Ma quanto è nera Kamala Harris? La senatrice californiana che punta alla Casa Bianca può essere considerata afroamericana? La questione divide le minoranze etniche e la sinistra Usa fino ad alimentare dibattiti infuocati sulla Cnn col conduttore (liberal e nero) Don Lemon che si scontra con gli ospiti in studio sostenendo che la Harris non può essere definita afroamericana, ma solo nera, perché il padre è giamaicano.

 

Il caso sta alimentando un incendio dialettico tra chi vede nella Harris una possibile Obama al femminile e accusa i suoi contestatori di dividere i neri americani e i «puristi», radunatiti attorno al movimento #ADOS (Americani discendenti dagli schiavi), che la accusano: se non capisce la differenza tra un nero caraibico e uno con gli avi tenuti in schiavitù come può candidarsi a rappresentare i nostri interessi? Controreplica degli storici della razza: nulla esclude che anche papà Harris abbia origini simili, visto che molti schiavi africani furono portati in Giamaica e nelle altre isole caraibiche.

Kamala Harris

 

In America, si sa, i temi razziali suscitano emozione anche al di là della discriminazione praticata per secoli dai bianchi. Se ne accorse 11 anni fa Barack Obama la cui candidatura alla Casa Bianca fu contestata non solo dai birther , gli estremisti bianchi che davano credito alle teorie cospirative secondo le quali il futuro presidente non era nato in territorio americano, ma anche dagli attivisti più radicali delle comunità nere che non riconoscevano come uno dei loro un intellettuale di padre africano e madre bianca.

 

Kamala Harris:

Obama la spuntò, anche grazie all'aiuto di Michelle, afroamericana al cento per cento, e all'assenza di altri concorrenti di colore.

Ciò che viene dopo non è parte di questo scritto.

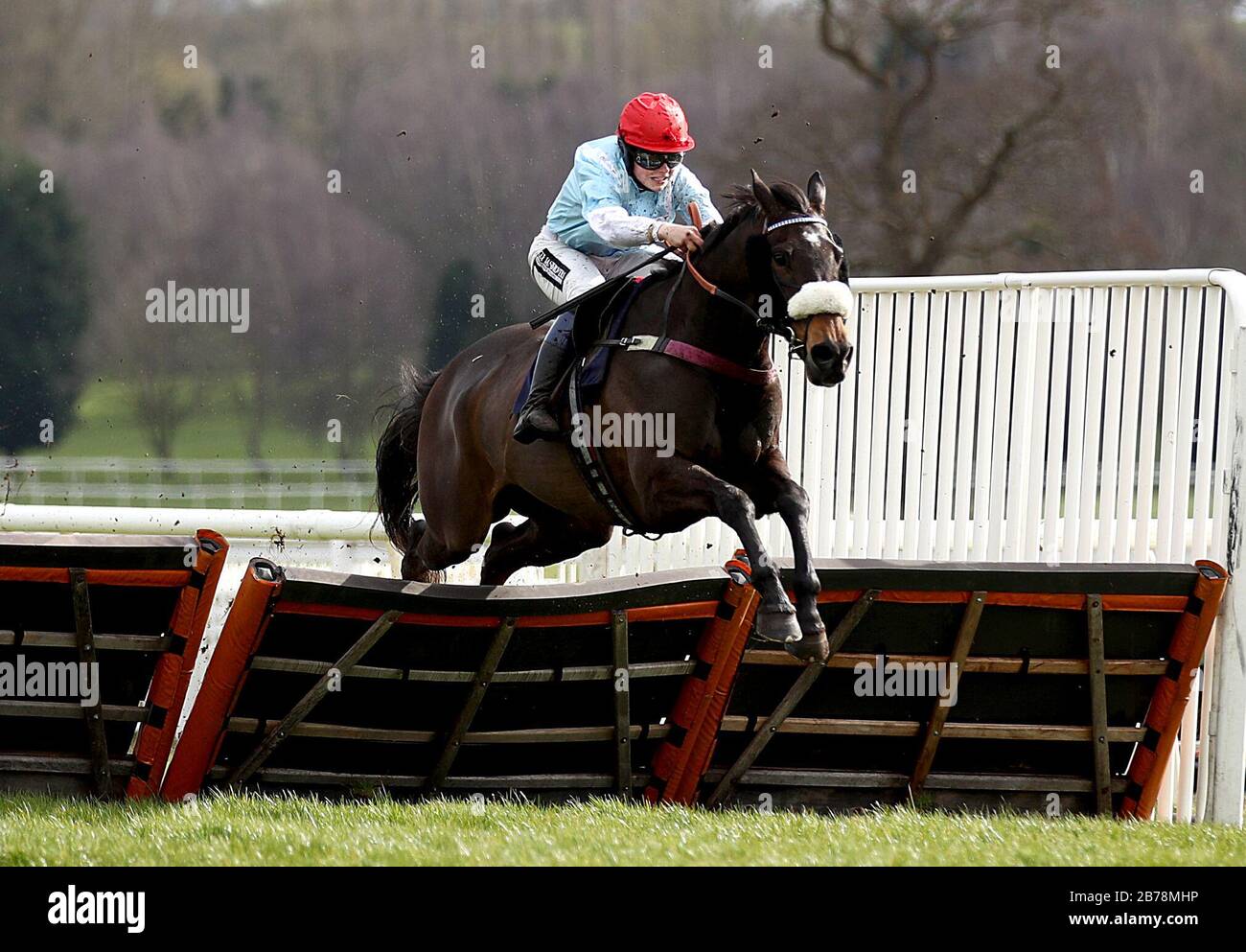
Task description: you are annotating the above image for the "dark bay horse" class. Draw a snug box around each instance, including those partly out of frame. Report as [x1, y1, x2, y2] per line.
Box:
[377, 172, 852, 661]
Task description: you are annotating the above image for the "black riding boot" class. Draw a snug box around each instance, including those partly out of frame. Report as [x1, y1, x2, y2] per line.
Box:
[515, 313, 574, 444]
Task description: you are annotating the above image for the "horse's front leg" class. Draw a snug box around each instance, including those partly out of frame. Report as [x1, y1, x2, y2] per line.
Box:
[644, 458, 802, 645]
[754, 449, 829, 662]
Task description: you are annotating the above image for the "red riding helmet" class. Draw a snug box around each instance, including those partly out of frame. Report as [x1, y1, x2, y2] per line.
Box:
[619, 92, 697, 152]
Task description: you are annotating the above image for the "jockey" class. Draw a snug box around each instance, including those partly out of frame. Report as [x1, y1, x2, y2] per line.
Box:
[515, 92, 723, 442]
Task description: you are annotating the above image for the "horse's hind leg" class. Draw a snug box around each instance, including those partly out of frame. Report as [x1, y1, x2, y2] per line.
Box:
[480, 516, 614, 586]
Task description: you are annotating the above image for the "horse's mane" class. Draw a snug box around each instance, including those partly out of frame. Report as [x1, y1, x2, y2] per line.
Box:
[659, 182, 813, 277]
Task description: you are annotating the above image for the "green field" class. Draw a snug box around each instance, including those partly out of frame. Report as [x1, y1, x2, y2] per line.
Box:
[47, 380, 346, 460]
[0, 797, 1246, 866]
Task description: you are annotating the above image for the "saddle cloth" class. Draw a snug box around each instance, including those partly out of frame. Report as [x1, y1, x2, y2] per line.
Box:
[512, 271, 648, 414]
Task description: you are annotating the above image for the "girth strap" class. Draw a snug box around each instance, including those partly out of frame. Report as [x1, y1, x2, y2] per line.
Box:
[593, 334, 779, 386]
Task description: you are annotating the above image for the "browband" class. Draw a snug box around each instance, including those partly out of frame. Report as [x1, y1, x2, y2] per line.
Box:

Kamala vorrebbe ripetere lo stesso copione sbaragliando gli altri candidati alla nomination democratica per le presidenziali del 2020 già nel Supermartedì delle primarie, il 3 marzo del 2020, quando, oltre alla sua California, voteranno per scegliere l'anti-Trump anche il Texas e vari Stati del Sud.

 

Per mettere molta distanza tra sé e gli altri, la senatrice avrà bisogno non solo di conquistare una larga maggioranza dei delegati della California (lo Stato che ne elegge di più in assoluto), ma anche di prevalere nel Sud grazie alla comunità nera che già fu decisiva nelle primarie del 2008 per Obama e anche nel 2016 quando Hillary Clinton la spuntò a fatica su un Bernie Sanders che non riuscì a fare proseliti tra gli afroamericani.

 

Kamala (significa fiore di loto in sanscrito) affascina molti progressisti che vedono in lei il simbolo multietnico di una società post-razziale: madre indiana di Madras, padre giamaicano (arrivato in California per insegnare alla Stanford University).

Kamala Harris:

 

Ma la sua strategia, per prevalere su altri candidati più noti, da Sanders a Biden che ancora non è sceso in campo, ora rischia di inciampare proprio su un fattore, il colore della pelle, che le dovrebbe portare il consenso delle minoranze etniche.

 

Intanto perché c' è un altro concorrente di colore, il senatore del New Jersey Cory Booker, e poi perché, a differenza di 10 o 5 anni fa, è diventata centrale la questione delle reparations: i risarcimenti che gli eredi degli schiavi rivendicano come compenso per le discriminazioni e i danni economici subiti, generazione dopo generazione.

 

Esclusi in passato da tutti i leader democratici compreso Obama che li giudicò impraticabili, questi indennizzi sono nel programma di vari candidati della sinistra Usa, dalla Warren a Booker alla Harris.

Terreno scivoloso: i sondaggi dicono la stragrande maggioranza degli americani è contraria ai risarcimenti (68% contro 15) mentre i neri, gli unici favorevoli, dubitano che lei sia la persona giusta per gestire questa politica.